Landsea Homes, the No. 42 company on the Builder 100 list, posted total revenue of $338.5 million in the third quarter, up 22% on a year-over-year basis. Home sales revenue increased 26.2% year over year to $325.6 million. New homes delivered in the period increased 40.4% to 629 homes, with an average sales price of $518,000.
Net new home orders in the period increased 28.8% to 626 homes with an average sales price of $491,000 and a monthly absorption pace of 2.5 sales per active community. As a percentage of gross orders, cancellations totalled 11% in the third quarter, up slightly from 9% in the third quarter of 2023.
As a result, Landsea Homes delivered a third quarter profit of $11.1 million, or $0.30 per share, increases of 29% and 36%, respectively, on a year-over-year basis.

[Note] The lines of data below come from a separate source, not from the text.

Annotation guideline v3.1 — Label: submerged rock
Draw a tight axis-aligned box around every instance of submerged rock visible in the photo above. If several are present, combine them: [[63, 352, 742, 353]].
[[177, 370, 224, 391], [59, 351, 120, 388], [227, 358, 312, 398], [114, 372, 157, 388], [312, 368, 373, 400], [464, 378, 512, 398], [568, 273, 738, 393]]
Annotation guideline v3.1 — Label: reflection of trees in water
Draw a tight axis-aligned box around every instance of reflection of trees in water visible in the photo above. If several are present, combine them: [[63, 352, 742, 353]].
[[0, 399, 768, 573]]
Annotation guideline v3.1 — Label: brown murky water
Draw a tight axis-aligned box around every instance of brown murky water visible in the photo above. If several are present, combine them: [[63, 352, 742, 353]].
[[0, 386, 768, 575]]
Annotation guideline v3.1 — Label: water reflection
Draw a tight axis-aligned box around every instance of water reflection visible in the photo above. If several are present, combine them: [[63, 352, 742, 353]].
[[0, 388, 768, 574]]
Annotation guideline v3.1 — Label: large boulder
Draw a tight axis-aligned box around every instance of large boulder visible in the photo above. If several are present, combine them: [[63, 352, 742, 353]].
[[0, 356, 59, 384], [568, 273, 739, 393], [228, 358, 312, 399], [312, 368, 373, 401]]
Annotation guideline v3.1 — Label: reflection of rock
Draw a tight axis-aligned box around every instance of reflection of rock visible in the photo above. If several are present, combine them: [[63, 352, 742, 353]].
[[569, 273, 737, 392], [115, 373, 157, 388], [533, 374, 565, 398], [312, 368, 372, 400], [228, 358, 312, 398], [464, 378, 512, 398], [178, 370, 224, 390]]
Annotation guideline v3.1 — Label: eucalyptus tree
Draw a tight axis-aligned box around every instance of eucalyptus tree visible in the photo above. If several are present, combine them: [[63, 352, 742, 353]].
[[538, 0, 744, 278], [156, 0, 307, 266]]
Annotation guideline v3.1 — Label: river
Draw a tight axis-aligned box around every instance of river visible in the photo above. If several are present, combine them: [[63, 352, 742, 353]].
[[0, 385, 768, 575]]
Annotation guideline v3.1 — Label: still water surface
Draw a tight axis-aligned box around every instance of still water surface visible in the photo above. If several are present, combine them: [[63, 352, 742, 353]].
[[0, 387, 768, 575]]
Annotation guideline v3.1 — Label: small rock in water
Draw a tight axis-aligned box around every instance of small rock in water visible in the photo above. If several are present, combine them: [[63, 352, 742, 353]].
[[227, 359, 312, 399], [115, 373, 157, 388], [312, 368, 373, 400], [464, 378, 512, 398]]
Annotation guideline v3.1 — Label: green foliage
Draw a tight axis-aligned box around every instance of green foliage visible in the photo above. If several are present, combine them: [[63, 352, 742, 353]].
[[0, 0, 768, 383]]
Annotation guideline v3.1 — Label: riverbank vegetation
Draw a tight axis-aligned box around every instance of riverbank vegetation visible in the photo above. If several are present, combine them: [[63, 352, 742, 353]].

“We are starting to see the benefits of our increased size through better terms and pricing from our trade partners and suppliers,” Ho said. “We believe this dynamic will continue to benefit our company at the local and national level as we become a bigger player within the industry.”
Landsea’s expansion into new markets in the past—including Florida, Texas, Colorado, and Arizona—has primarily been through acquisition. During the company’s earnings call, Ho said the integration efforts for acquired companies is “now largely behind [Landsea],” setting the stage for efforts by Landsea Homes to expand its scale beyond its current portfolio within these markets.
Mike Forsum, president and chief operating officer, highlighted the Austin and Dallas-Fort Worth markets as two examples of future growth. Landsea’s acquisition of Antares Homes in April and the subsequent integration of operations added three new communities in Austin and 18 in Dallas-Fort Worth.
“The heavy lifting of integrating our acquisition of Antares Homes in Dallas onto the Landsea Homes platform is already behind us and we are excited about the opportunities that lie ahead of us due to this acquisition,” Forsum said during the Landsea earnings call.
Aided by the 21 communities added due to the Antares Homes acquisition, Landsea Homes increased its community count by 40% year over year in the third quarter to 83. Forsum said the company has returned to pre-COVID construction cycle times in most markets and lowered overall building costs between 3% and 5% across its operating markets in the third quarter.
During the quarter, Forsum said consumer preferences began to shift back to “dirt homes as opposed to spec homes” as buyers are once again becoming more comfortable with the lead times associated with built-to-order homes. However, Landsea will continue to offer spec homes to compete against both the resale market and other builders’ quick move-in inventory.
On the land front, Landsea Homes owned or controlled 11,868 homes at the end of the third quarter, up from 11,203 at the end of the third quarter of 2023. The company continues to move toward a land-light model, controlling 56% of its lots at the end of the third quarter and owning just 44%.